IV. Treatment of vertigo.
Myth: Once vertigo appears, patients mostly ask for infusion treatment, which is a misconception about vertigo treatment. Then how should vertigo be treated?
Correction: Because there are many diseases that cause vertigo, the treatment is very complicated, and medication only accounts for a small part of it. For example, benign paroxysmal positional vertigo requires only postural rehabilitation, while vertigo caused by cholesteatoma and auditory neuroma should receive surgical treatment. Among the diseases causing vertigo, Ménière’s disease is more common, so let’s introduce the treatment method as an example.
In the initial stage of Ménière’s disease, it can be treated with medication, namely vertigo control treatment in the attack period and maintenance treatment in the interval period. For vertigo control in the attack period, sedatives (Valium), anti-vertigo drugs (vertigo stop), diuretics (dihydrocoumarol), antiemetics (vitamin B6), and vasodilators (Mineralocort) are available, while maintenance treatment in the interval period includes exercise, appropriate work and rest, and low salt diet.
Oral hormones are effective for Ménière’s disease with mild symptoms. If there is concern that taking hormones may cause side effects, or if there is hypertension, diabetes, or gastroduodenal ulcers that prevent systemic hormones, hormones can be administered intra-durally by tympanic membrane puncture. Injections are given twice a week for three weeks. The goal of intra-implantation therapy is to maximize the effect of local medication on the inner ear without causing systemic side effects.
If the above treatment does not control the vertigo caused by Ménière’s disease and there is hearing loss, intra-dural administration of gentamicin, a method known as chemical vagotomy, may be used. The injections are given once or twice a week for three to four weeks, but this method carries the risk of causing continued hearing loss.

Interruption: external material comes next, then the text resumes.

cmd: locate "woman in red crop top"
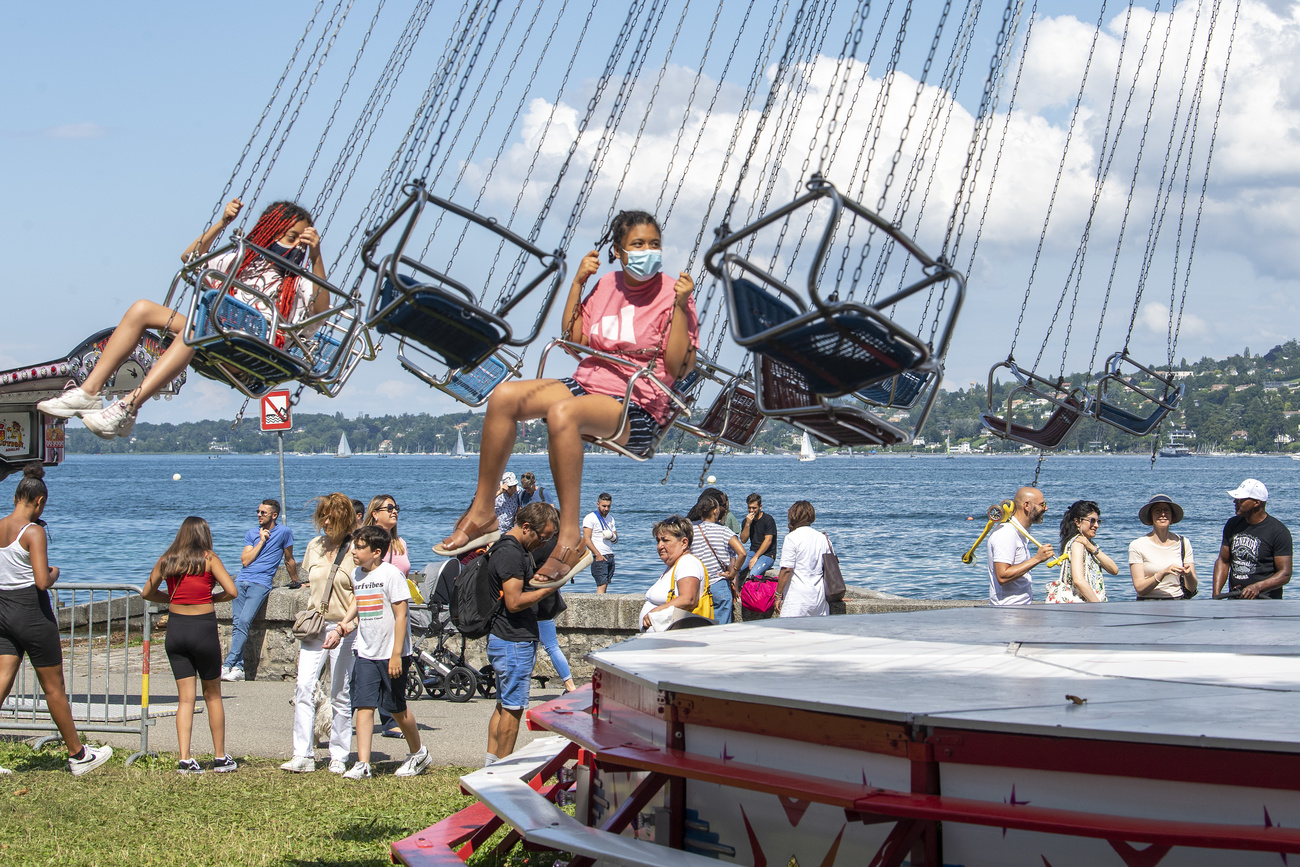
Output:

The current method of titration administration is commonly used to control vertigo while preserving hearing.
However, some patients still have severe vertigo symptoms (persistent Ménière’s disease), such as frequent vertigo attacks and significant hearing loss, and the general medication is ineffective, which seriously affects the patient’s work and quality of life, and surgery should be considered. Surgical methods include endolymphatic sac surgery, vestibular neurectomy, and vagotomy. Among them, endolymphatic capsule surgery is relatively simple and can relieve some patients’ vertigo symptoms, while selective vestibular neurectomy is the most effective and lighter damage among all kinds of surgical treatment methods, which can effectively control vertigo, stop hearing loss, improve tinnitus and preserve hearing better than weekly intra-drum injection of gentamicin. Labyrinthectomy, for patients without practical hearing or who cannot tolerate intracranial surgery, is similar to vestibular neurectomy.
In fact, vertigo is not terrible, but the key is to understand it correctly, avoid the above-mentioned misconceptions, and treat it correctly, so that you can stay away from vertigo and live a peaceful life.